Mais l’Europe est en outre un pôle déterminant du nouvel équilibre mondial. La France y joue un rôle éminent, en défendant des positions dont nous nous sentons souvent très proches. C’est une autre raison pour nous, et non des moindres, de vouloir que notre pays devienne membre de l’Union européenne. Il est essentiel que cette dernière affirme de plus en plus fortement son identité propre et sa vision originale sur la scène internationale. La Turquie entend être un partenaire loyal dans le concert des nations européennes pour contribuer à ce que l’Europe puisse s’imposer comme puissance en faisant valoir les valeurs et les réalisations qui font sa grandeur.
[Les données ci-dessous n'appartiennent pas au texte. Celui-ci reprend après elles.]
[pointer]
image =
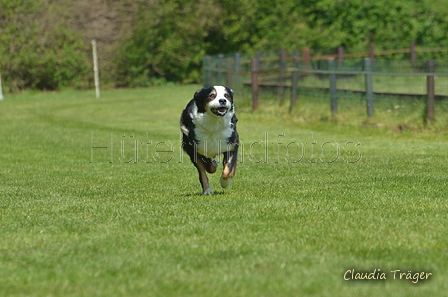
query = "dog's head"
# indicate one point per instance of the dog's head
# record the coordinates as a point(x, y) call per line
point(217, 100)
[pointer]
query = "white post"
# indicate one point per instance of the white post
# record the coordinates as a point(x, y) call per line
point(95, 69)
point(1, 92)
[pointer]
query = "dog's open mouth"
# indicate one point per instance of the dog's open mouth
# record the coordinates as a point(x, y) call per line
point(219, 111)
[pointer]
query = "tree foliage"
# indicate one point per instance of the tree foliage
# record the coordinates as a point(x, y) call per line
point(46, 44)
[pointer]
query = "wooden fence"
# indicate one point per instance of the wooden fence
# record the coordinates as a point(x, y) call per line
point(284, 71)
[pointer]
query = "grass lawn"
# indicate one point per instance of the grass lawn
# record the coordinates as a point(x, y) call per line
point(97, 199)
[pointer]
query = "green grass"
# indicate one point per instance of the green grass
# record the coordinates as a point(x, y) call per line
point(74, 224)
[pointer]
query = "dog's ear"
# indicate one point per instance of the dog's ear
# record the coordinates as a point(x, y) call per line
point(201, 93)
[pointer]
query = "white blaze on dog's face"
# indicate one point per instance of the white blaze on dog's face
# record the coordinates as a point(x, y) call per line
point(217, 100)
point(221, 101)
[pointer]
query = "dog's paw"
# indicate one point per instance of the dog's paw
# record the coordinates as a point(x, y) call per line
point(225, 182)
point(208, 192)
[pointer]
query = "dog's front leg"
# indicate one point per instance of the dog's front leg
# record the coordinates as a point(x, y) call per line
point(230, 160)
point(201, 166)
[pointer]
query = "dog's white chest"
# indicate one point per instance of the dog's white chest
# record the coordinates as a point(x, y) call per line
point(212, 135)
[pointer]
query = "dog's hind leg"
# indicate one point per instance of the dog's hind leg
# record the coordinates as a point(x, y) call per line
point(202, 168)
point(210, 164)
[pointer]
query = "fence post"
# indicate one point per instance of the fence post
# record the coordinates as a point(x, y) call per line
point(306, 56)
point(220, 67)
point(341, 55)
point(229, 74)
point(237, 69)
point(372, 53)
point(430, 92)
point(96, 69)
point(208, 71)
point(369, 87)
point(333, 91)
point(255, 87)
point(413, 54)
point(1, 89)
point(282, 66)
point(295, 79)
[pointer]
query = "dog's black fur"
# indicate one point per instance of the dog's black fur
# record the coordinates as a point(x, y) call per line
point(208, 126)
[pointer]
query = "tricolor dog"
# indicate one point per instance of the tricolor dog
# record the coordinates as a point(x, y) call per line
point(208, 126)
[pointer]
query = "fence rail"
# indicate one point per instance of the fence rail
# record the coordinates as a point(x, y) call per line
point(345, 72)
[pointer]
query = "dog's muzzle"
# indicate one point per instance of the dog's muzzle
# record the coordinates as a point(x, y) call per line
point(220, 111)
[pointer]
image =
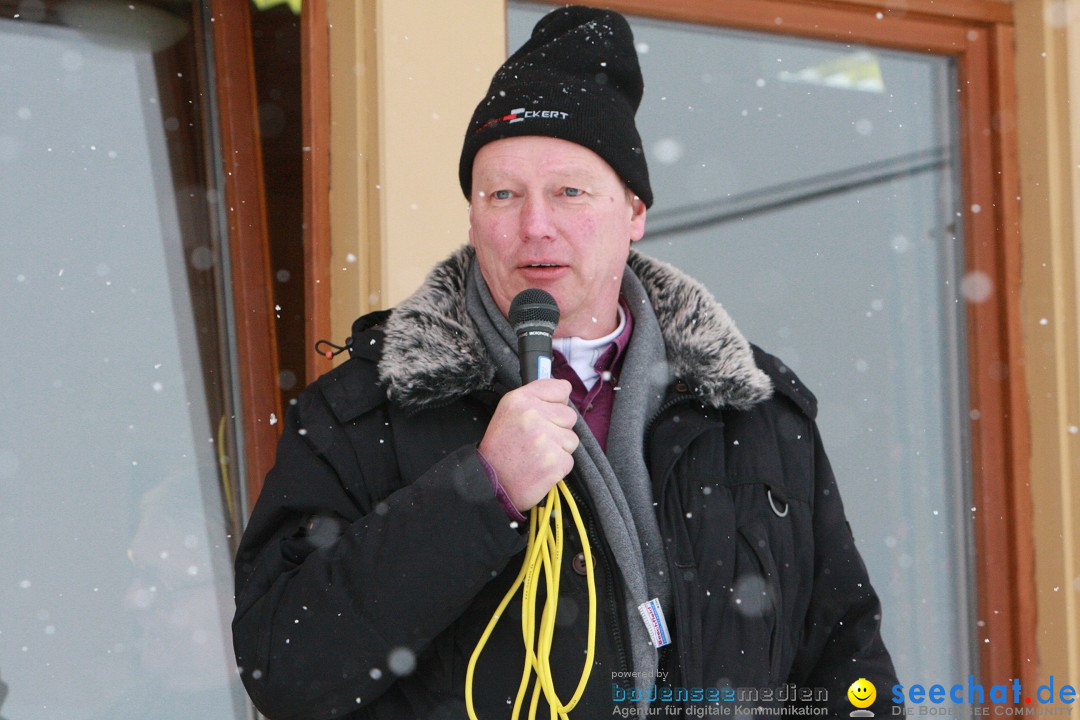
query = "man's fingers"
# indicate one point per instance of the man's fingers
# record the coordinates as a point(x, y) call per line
point(551, 390)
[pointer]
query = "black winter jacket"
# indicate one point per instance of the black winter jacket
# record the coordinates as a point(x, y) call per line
point(377, 551)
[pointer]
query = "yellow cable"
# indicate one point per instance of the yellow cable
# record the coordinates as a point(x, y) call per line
point(543, 554)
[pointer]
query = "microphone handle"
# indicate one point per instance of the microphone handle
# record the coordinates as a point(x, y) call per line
point(534, 352)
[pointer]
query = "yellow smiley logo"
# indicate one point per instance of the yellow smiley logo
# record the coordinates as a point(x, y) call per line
point(862, 693)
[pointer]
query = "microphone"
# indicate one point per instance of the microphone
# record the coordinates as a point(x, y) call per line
point(534, 314)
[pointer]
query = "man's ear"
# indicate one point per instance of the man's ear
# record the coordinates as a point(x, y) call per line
point(472, 240)
point(636, 219)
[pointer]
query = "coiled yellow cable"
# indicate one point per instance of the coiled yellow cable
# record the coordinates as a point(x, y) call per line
point(543, 555)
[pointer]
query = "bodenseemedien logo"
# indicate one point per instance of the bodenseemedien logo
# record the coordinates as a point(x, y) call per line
point(862, 693)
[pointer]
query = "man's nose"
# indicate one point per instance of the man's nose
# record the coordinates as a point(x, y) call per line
point(537, 218)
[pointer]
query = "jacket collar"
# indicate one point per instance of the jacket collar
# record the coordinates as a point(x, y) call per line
point(432, 352)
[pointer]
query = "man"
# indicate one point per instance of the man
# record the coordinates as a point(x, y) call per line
point(393, 521)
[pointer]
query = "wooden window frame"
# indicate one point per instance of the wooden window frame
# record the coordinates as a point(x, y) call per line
point(979, 36)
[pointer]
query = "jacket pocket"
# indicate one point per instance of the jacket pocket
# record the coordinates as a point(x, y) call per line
point(760, 594)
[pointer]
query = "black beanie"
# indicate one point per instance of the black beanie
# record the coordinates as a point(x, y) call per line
point(577, 79)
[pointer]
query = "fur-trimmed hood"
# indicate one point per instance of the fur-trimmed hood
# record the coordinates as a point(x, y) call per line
point(433, 353)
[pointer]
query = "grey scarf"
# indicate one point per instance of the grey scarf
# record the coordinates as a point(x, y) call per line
point(618, 484)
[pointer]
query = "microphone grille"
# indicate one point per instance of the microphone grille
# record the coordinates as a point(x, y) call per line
point(534, 310)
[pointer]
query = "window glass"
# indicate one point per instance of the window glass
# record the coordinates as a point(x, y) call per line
point(116, 490)
point(812, 187)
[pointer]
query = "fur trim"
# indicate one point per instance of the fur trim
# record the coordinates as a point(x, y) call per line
point(433, 353)
point(432, 350)
point(704, 347)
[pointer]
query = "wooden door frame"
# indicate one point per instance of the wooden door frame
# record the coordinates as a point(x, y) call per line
point(256, 360)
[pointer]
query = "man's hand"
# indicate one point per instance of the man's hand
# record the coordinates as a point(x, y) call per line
point(530, 439)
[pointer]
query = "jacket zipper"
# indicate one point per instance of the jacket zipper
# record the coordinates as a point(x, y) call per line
point(616, 616)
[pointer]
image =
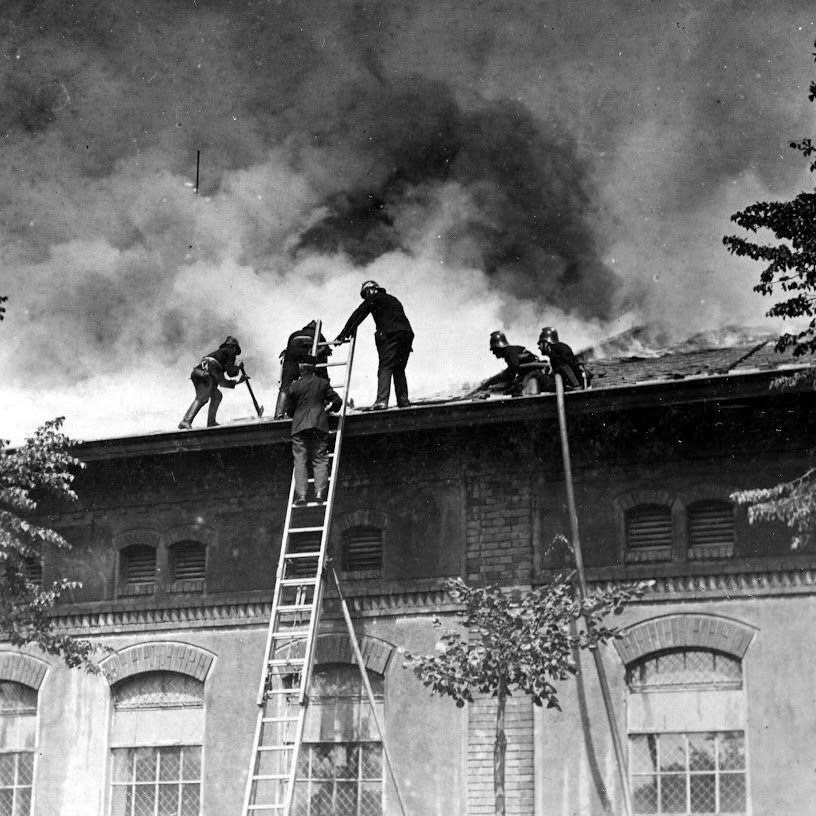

Mon souhait le plus cher est que les négociations entre l’Union européenne et la Turquie soient couronnées de succès : j’ai, bien sûr, la conviction que ce serait l’in térêt de mon pays mais je suis certain, également, que ce serait celui des autres pays membres. Une synergie nouvelle entre les Etats qui composaient « l’Europe des 15 » et les nations plus récemment intégrées ne pourrait que relancer la marche de l’Union vers son plein épanouissement économique, social, culturel et géopolitique. C’est une « nouvelle fron tière », au sens que le président Kennedy avait donné à cette expression, qui s’ouvrirait aux citoyens de l’Eu r ope.

On ne saurait s’étonner des « hésitations » que provoque le « désir d’Europe » de la Turquie : l’inattendu, en politique, est générateur d’angoisses. Comme le remarquait l’un de vos grands auteurs qui a inspiré sa génération en Turquie, Paul Valéry, « nous entrons dans l’histoire à reculons » car « l’histoire est la science des choses qui ne se répètent pas ». Mais cela ne doit pas nous conduire à ne pas faire ce qui mérite d’être fait !

Recep Tayyip Erdoğan est le Premier ministre de la Turquie.